Самостийная Украина: истоки предательства (Гливаковский) - страница 34

3. Трудно говорить об отдельном великорусском народе, отличающемся от украинцев и белорусов даже в антропологическом плане. В последние 50-70 лет в состав русских влились огромные массы южнорусского (украинского) населения и «украинский» тип стал уже одним из основных антропологических типов русских, что практически делает невозможным, что бы ни говорили украинские сепаратисты, отделить антропологически русских от украинцев или наоборот. Территориальный (территориально-географический) фактор также не следует переоценивать, даже если Российская Федерация совершенно отделится и будет существовать как самостоятельное государство. Во-первых, Россия — это многонациональное государство, где русских чуть более 80 процентов, а в предстоящие 10-20 лет их доля значи­тельно понизится. Во-вторых, огромные массы русского населения проживают за пределами территории Российской Федерации, хотя живут, что бы там ни писали националисты из «суверенных» республик, на своих исторических землях. На юге нынешней Украины, который был отвоеван русскими войсками у Турции. В северном Казахстане, который является частью Сибири и всегда был заселен русским населением. В Молдавии, в южных районах которой русские поселились раньше молдаван, и в других регионах, в том числе прибалтийском.

Именно отсутствие значительных этнокультурных, антропологических, социальных, территориальных и других предпосылок для формирования единого собственно русского (великорусского) самосознания, отделяющегося от советского и противостоящего украинскому и белорусскому, и вселило, по всей вероятности, надежду в «демократическую» оппозицию, по крайней мере, в ее наиболее экстремистское и космополитически настроенное крыло, на возможность раздробления единого русского самосознания на региональные, скажем, московское, кубанское, поморское, волжское и тому подобные течения.
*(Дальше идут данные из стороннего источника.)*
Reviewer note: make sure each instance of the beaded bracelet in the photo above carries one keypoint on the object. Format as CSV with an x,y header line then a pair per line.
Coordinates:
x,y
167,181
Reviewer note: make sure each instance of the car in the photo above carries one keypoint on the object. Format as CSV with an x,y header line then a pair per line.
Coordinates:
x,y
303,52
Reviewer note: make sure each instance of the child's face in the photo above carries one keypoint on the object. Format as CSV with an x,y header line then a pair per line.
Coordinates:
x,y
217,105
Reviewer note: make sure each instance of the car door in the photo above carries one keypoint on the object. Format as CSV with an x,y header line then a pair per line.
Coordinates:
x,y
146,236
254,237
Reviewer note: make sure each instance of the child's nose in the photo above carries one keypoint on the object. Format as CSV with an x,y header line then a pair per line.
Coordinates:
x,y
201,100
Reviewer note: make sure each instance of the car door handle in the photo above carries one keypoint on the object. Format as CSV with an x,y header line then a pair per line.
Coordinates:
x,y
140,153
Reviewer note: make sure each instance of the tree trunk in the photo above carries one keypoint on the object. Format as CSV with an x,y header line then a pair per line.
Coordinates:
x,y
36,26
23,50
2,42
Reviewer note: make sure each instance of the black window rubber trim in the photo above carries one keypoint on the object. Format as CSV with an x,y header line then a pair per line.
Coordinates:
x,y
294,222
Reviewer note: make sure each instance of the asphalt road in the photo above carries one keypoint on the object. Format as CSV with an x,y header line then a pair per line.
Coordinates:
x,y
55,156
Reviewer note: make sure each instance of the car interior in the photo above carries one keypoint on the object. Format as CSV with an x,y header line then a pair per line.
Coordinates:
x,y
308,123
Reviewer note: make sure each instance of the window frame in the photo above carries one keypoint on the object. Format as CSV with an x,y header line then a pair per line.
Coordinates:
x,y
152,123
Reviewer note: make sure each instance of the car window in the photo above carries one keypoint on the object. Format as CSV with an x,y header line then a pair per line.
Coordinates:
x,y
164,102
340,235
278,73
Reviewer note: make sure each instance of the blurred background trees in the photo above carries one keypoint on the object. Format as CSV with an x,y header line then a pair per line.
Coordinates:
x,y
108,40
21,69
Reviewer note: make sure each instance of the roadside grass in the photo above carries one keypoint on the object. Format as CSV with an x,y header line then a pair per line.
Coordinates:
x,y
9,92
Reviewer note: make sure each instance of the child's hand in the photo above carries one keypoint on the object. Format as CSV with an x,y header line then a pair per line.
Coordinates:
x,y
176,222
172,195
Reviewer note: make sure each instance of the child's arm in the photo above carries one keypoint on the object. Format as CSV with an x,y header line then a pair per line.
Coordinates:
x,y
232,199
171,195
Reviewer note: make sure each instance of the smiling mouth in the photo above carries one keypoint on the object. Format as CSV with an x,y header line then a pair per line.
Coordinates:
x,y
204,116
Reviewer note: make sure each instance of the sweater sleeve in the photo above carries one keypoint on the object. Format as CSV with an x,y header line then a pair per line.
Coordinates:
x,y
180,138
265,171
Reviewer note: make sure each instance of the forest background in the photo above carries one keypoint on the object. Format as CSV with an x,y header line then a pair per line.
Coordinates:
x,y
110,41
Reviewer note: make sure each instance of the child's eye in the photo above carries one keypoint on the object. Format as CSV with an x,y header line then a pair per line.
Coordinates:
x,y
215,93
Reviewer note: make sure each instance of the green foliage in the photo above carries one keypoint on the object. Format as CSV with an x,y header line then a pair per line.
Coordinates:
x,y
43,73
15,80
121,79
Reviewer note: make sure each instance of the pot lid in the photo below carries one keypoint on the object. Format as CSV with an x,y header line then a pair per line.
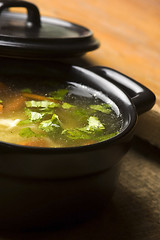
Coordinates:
x,y
32,36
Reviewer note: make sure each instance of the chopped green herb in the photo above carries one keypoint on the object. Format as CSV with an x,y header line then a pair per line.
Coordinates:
x,y
76,134
104,108
27,132
59,94
94,125
34,116
41,104
67,106
26,90
105,137
24,122
51,124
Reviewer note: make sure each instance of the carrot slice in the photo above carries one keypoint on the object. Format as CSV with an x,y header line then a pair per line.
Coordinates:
x,y
1,108
15,103
3,86
39,97
35,143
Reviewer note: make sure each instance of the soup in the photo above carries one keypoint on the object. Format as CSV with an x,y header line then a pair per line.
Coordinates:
x,y
56,116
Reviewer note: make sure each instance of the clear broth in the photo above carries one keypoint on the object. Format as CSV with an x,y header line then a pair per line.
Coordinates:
x,y
56,116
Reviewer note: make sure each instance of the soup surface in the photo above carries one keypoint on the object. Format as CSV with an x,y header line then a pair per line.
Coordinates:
x,y
74,115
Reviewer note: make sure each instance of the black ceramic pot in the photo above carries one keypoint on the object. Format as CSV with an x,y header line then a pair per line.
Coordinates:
x,y
49,187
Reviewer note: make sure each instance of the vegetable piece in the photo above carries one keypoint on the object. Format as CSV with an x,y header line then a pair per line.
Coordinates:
x,y
35,143
105,108
67,106
94,125
34,116
26,90
76,134
41,104
27,132
39,97
1,108
106,137
3,86
15,103
50,125
59,94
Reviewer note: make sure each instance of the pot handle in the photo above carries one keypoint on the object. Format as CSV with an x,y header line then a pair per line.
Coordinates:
x,y
141,96
33,12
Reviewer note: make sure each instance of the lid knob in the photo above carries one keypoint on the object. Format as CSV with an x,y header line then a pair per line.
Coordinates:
x,y
33,12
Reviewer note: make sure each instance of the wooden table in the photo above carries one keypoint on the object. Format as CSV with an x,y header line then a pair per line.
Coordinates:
x,y
134,213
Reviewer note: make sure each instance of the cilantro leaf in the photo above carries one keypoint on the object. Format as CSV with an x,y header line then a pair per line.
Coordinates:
x,y
26,90
51,124
104,108
59,94
105,137
41,104
24,122
76,134
34,116
27,132
67,106
94,124
87,132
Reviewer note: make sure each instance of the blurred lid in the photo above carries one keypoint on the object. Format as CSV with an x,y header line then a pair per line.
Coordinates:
x,y
34,37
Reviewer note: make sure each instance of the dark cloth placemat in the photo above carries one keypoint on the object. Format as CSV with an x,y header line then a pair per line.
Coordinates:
x,y
134,212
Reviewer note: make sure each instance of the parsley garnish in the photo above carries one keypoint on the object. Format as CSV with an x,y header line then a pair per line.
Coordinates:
x,y
104,108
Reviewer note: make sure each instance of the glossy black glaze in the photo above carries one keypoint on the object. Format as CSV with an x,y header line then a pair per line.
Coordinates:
x,y
35,37
141,96
33,12
44,186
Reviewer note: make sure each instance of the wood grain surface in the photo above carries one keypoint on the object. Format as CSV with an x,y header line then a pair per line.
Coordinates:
x,y
129,33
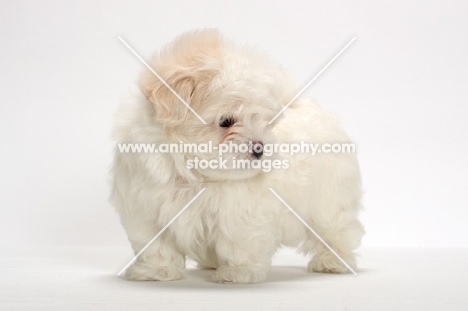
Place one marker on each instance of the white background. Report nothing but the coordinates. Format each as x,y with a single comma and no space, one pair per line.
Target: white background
399,90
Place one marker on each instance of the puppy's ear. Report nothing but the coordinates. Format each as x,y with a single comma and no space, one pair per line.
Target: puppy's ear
168,107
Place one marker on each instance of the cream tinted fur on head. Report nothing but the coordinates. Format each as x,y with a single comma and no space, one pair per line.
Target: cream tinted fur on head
236,225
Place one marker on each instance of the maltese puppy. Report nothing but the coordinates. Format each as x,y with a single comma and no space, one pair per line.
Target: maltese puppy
236,224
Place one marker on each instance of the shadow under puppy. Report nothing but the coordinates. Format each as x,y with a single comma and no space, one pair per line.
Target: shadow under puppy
236,225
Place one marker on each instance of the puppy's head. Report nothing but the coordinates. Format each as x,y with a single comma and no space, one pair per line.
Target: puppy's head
236,91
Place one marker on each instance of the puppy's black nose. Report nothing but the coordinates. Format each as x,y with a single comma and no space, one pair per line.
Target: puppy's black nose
257,149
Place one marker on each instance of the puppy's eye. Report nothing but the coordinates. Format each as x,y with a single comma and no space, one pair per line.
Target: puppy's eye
226,121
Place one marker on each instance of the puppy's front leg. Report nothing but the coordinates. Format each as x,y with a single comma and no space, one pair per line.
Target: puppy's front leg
161,261
244,252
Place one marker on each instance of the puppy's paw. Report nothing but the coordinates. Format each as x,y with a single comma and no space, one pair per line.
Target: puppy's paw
328,263
229,275
139,272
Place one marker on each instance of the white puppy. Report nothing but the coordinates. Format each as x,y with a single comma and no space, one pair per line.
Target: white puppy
236,225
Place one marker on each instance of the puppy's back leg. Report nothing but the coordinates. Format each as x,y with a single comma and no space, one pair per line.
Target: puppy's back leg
161,261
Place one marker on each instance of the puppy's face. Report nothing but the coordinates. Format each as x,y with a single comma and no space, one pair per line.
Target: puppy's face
234,91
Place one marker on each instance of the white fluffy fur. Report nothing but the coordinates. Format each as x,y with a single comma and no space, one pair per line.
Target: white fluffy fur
236,225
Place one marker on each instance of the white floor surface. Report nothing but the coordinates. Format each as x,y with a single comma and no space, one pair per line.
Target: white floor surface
85,279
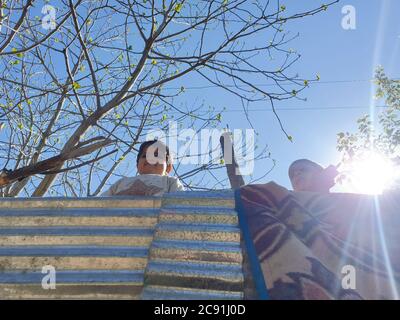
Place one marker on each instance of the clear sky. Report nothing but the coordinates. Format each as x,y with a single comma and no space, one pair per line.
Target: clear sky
345,61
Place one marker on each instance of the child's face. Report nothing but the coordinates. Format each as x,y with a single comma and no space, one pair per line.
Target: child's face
304,177
151,165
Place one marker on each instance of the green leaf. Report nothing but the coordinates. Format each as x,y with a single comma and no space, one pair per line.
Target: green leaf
178,7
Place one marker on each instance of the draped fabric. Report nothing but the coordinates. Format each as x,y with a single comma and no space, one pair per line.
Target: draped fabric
323,246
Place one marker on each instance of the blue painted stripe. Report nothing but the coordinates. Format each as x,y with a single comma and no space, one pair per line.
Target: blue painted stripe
80,212
198,210
258,276
73,251
197,245
81,276
198,227
193,267
77,231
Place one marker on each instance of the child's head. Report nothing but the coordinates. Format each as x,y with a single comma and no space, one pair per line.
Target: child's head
305,175
153,158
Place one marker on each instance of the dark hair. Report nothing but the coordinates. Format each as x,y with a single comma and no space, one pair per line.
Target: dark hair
309,162
147,144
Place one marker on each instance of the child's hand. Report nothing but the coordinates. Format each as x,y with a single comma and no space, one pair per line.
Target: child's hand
328,177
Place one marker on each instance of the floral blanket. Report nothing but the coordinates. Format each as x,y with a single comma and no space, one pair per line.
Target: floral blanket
305,245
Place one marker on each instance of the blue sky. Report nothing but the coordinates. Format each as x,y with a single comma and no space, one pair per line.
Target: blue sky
345,60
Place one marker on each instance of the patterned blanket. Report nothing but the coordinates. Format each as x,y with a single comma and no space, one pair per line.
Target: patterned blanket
305,245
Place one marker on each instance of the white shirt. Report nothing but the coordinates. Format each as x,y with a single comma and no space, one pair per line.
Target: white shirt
145,185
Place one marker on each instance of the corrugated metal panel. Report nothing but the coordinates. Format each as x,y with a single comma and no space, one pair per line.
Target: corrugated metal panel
182,246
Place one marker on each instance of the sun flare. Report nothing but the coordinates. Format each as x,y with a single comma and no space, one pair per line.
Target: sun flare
372,174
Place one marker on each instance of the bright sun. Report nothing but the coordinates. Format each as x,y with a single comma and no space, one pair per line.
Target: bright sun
372,174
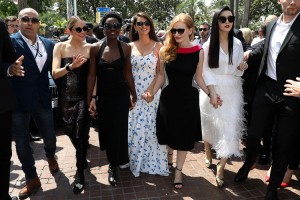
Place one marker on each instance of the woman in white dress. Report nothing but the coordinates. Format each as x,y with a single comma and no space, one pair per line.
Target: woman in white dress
222,117
145,154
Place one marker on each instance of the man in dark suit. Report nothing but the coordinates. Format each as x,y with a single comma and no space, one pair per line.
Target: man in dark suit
7,103
33,97
280,61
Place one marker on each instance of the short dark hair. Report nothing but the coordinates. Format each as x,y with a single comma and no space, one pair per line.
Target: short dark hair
205,23
111,14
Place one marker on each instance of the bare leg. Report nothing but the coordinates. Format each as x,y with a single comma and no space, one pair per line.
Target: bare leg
208,155
181,155
220,172
170,158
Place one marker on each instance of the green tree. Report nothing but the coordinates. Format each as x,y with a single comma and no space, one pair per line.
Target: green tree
8,8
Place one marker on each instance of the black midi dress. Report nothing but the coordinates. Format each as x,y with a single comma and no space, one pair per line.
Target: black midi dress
178,116
113,107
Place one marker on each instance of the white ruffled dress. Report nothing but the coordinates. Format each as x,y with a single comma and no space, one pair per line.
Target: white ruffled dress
223,127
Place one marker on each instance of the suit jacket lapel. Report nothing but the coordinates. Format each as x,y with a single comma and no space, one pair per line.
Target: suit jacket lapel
47,47
293,28
27,52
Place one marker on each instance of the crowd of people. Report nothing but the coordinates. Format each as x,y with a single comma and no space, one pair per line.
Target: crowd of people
153,93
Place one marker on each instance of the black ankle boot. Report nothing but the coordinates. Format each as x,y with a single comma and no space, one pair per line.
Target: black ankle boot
79,182
243,172
112,175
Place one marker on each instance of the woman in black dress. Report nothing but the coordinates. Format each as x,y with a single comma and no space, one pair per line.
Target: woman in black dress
178,117
110,63
70,68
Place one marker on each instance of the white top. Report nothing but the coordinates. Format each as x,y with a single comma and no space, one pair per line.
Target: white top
278,35
256,40
38,51
224,67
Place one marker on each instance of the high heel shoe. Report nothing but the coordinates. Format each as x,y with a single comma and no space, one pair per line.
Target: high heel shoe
177,185
79,182
267,178
112,176
207,162
220,181
170,164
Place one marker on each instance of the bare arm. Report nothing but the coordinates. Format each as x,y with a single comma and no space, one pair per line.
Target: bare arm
128,74
160,75
199,70
91,79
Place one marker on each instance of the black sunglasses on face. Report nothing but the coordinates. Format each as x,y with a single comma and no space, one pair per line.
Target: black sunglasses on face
223,19
145,23
180,31
112,26
79,29
33,20
13,25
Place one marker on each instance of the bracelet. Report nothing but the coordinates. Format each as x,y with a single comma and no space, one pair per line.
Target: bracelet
67,67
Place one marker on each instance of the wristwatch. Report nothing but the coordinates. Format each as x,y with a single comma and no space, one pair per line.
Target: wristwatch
68,68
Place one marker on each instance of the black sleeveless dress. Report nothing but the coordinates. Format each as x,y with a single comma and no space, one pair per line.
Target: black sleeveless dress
72,100
113,107
178,116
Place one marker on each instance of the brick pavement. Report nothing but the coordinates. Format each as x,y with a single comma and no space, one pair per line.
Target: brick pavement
198,181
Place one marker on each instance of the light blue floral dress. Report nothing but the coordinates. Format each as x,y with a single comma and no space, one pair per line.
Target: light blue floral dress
145,154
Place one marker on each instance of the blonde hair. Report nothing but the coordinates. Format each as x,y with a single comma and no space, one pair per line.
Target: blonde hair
247,34
171,46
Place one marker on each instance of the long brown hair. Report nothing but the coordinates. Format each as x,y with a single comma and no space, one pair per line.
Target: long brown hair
171,46
135,35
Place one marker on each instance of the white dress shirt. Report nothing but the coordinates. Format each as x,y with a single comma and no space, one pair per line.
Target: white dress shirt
278,35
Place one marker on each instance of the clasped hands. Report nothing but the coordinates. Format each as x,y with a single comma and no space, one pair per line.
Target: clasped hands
215,100
78,60
242,66
147,96
16,69
292,88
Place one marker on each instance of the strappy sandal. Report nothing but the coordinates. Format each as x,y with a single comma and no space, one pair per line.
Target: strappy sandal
178,185
220,181
170,165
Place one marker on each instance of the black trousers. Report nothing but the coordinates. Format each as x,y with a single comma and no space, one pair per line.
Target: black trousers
269,105
5,154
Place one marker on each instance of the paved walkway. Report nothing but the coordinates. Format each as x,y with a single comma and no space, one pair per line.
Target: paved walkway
199,182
Несомненно, ставка в этих зловещих антигосударственных планах делается также на объективное наличие некоторой расчлененности русского национального самосознания перед революций, на присутствие в нем «губернского» уровня, на антропологическую специфику русского населения в различных регионах России, определяемую иным антропологическим типом этнического субстрата. К счастью, такого рода расчеты совершенно беспочвенны, построены на песке, ибо говорить о сколько-нибудь существенной региональной специфике русского населения не приходится после стольких перемещений и смешений русского населения различных регионов, вызванных гражданской войной, индустриализацией, коллективизацией, эвакуацией промышленности в годы войны, индустриализацией окраин после войны, разного рода миграциями населения в последние десятилетия, а также депортациями населения в годы репрессий. Надо сказать, что антагонизм местного и пришлого русского населения, который еще мог чувствоваться до войны или даже в 50-е годы, ныне совершенно исчез даже в деревнях, в том числе и в самых глухих северных районах, где русское население сильно различающихся антропологических типов и культурных привычек вступает в смешанные браки, ассимилируется друг с другом.